Not controllable by riley but actually pathing issues. The timestamp idea could work to get a timing difference between last spell cast.

I can imagine this issue is more prevalent for EU players as the connection has to path further. More path connections = more chance of variability in latency.

#8

Okay before I :zipper_mouth_face: one more thing. I would like to note that Column H of the table (Hit to number delay) shows how much delay there is between client and server messages. But mostly how much it seems to vary. It goes between 0.2 to 0.33 and all values in between are not uncommon. Which means those so called “latency spikes” are not a rare one time thing but basically happen in various amounts every single shot.

Also having 0.9 seconds as the moment the archer gets max damage and also having 0.9 seconds as border for “Z” tile is also part of the problem. Because it is so close together, having a latency of 0.001 is enough for punishment :confused: So I definately think the Z tile trigger should be more like 0.8 seconds and above. Or in the future use client side stamps and then 0.88 is probably also acceptable.

#9

Changing it to 0.8 would cause the same problem for those of us shooting every 0.8 seconds.

1 Like
#10

Shooting every 0.8 seconds means you are losing dps???.. (Not talking about tilesets)
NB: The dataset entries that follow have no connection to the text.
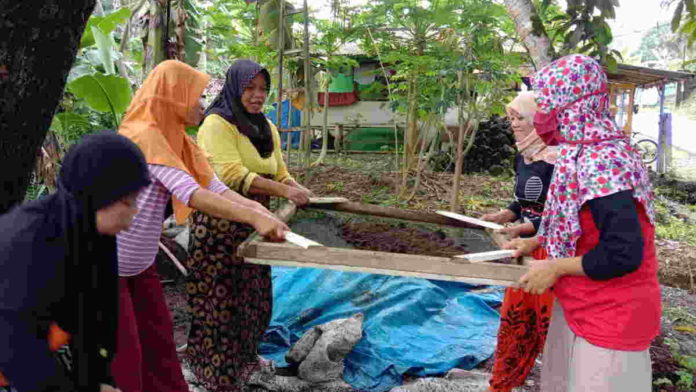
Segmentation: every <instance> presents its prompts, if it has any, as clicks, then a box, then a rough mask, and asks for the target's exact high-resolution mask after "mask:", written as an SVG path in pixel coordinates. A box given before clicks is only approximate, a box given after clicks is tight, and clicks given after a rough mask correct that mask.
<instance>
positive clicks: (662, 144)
mask: <svg viewBox="0 0 696 392" xmlns="http://www.w3.org/2000/svg"><path fill="white" fill-rule="evenodd" d="M657 91H658V92H659V93H660V120H659V121H660V124H659V135H658V137H657V172H658V173H664V172H665V169H666V168H665V125H664V114H665V85H664V84H661V85H660V86H658V87H657Z"/></svg>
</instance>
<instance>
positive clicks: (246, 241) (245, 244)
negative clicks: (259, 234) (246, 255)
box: [237, 201, 297, 257]
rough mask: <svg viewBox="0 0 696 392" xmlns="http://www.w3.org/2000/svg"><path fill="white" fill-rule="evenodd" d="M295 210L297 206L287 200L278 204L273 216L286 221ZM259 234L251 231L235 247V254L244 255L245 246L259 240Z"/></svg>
mask: <svg viewBox="0 0 696 392" xmlns="http://www.w3.org/2000/svg"><path fill="white" fill-rule="evenodd" d="M296 211H297V206H295V203H293V202H290V201H289V202H287V203H285V204H283V205H282V206H280V208H278V209H277V210H276V211H275V216H276V217H277V218H278V219H280V220H282V221H283V222H285V223H287V222H288V221H289V220H290V219H291V218H292V216H293V215H295V212H296ZM260 237H261V236H260V235H259V233H258V232H256V231H255V232H253V233H252V234H251V235H250V236H249V238H247V239H246V240H245V241H244V242H242V244H241V245H239V247H238V248H237V254H238V255H240V256H241V257H244V256H243V255H244V252H245V249H246V248H247V247H249V246H250V245H251V244H252V243H253V242H257V241H259V240H260Z"/></svg>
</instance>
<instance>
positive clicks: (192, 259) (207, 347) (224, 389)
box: [186, 200, 273, 392]
mask: <svg viewBox="0 0 696 392" xmlns="http://www.w3.org/2000/svg"><path fill="white" fill-rule="evenodd" d="M266 201H267V200H266ZM192 219H193V221H192V226H191V242H190V245H189V252H190V253H189V254H190V255H191V257H190V259H189V261H188V269H189V271H190V273H191V274H190V277H189V281H188V283H187V286H186V289H187V292H188V296H189V306H190V308H191V312H192V315H193V320H192V322H191V330H190V332H189V338H188V347H187V350H186V354H187V361H188V363H189V365H190V367H191V370H192V371H193V373H194V374H195V375H196V378H197V379H198V381H199V382H200V383H201V384H202V385H203V386H204V387H205V388H206V389H208V390H209V391H212V392H233V391H240V390H242V389H244V384H245V383H246V381H247V378H248V377H249V375H250V374H251V373H252V372H253V371H255V370H257V369H258V367H259V366H260V365H259V357H258V355H257V346H258V344H259V342H260V340H261V338H262V336H263V334H264V332H265V331H266V328H268V324H269V322H270V320H271V311H272V305H273V290H272V284H271V268H270V267H269V266H263V265H255V264H247V263H244V260H243V259H242V258H240V257H238V256H237V255H236V251H237V247H238V246H239V245H240V244H241V243H242V242H244V240H246V239H247V238H248V237H249V235H250V234H251V233H252V232H253V228H252V227H251V226H248V225H244V224H240V223H237V222H231V221H228V220H225V219H218V218H214V217H212V216H210V215H207V214H204V213H201V212H194V213H193V215H192Z"/></svg>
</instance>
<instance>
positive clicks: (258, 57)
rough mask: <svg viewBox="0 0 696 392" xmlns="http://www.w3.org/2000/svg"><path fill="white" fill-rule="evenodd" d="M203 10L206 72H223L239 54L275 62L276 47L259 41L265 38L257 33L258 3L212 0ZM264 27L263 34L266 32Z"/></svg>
mask: <svg viewBox="0 0 696 392" xmlns="http://www.w3.org/2000/svg"><path fill="white" fill-rule="evenodd" d="M199 11H200V15H199V19H198V20H199V23H200V24H201V26H203V39H204V40H205V42H206V45H205V48H204V51H205V55H206V57H207V63H206V65H205V69H204V71H205V72H207V73H210V74H213V75H220V76H222V75H224V74H225V71H226V70H227V68H228V67H229V66H230V64H231V63H232V62H233V61H234V60H235V59H238V58H254V59H256V61H257V62H258V63H260V64H264V65H267V66H268V65H271V66H272V65H273V62H274V58H275V56H276V52H275V50H274V47H271V46H269V45H266V44H264V45H259V42H265V41H264V40H265V38H263V37H258V36H257V24H256V22H257V19H258V18H257V17H258V15H257V12H256V4H255V3H251V4H248V3H246V2H245V1H228V0H211V1H209V2H207V4H206V6H204V7H203V6H201V7H200V10H199ZM260 28H261V27H260V26H259V34H264V33H263V31H260ZM288 42H289V41H288ZM268 43H269V44H270V41H269V42H268Z"/></svg>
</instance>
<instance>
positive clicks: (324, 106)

(Need to check that :sweat_smile:)

#11

Losing damage per shot, but gaining dps.

1 Like
#12

OMG I thought max dps was always on 0.9 or higher :scream: Not 0.8 - 0.9 (because of the rumble?)

Well remove the whole argument of having that Z tile exactly on 0.9 with the max damage. That is not needed anymore. Need to look at everything from a 0.8 perspective now… :sweat_smile:

#13

The difference is very small. 1.25% actually. 0.8 is just a lot easier to do consistently because of the rumble.

#14

1.25% is enough to always choose 0.8 seconds :man_shrugging: Definitely now the ‘M’ tile will start to trigger more often. Which makes the optimal archer tilesets slightly different.

#15

That is what I’m using. It still doesn’t proc consistently.

#16

Yeah your tiles still don’t consistently trigger because of another underlying problems which directly relate to the latency problem:

  • A “latency spike” will bring a 0.85 second spacing between hits above the 0.9 mark where it will make it a “Z” tile instead of “M”.
  • And another thing breaking it is a “latency spike” on the charge shot itself. Which will make the “Z” tile of the charge an “I” tile. (Tileset ZFM)
  • Or even more interesting it will cramp the two hits closer to your third normal arrow hit which will make from the “M” tile in the end of the charge an “N” tile. Which will also prevent you from triggering your tilesets.

And don’t let me start on talking about the “hits per second” tiles themself. They will in the future be their own topic which I have to do research on again, because those are also broken for sure XD. I addressed that problem before on the forums too. It all breaks the archers already weak tilesets lol.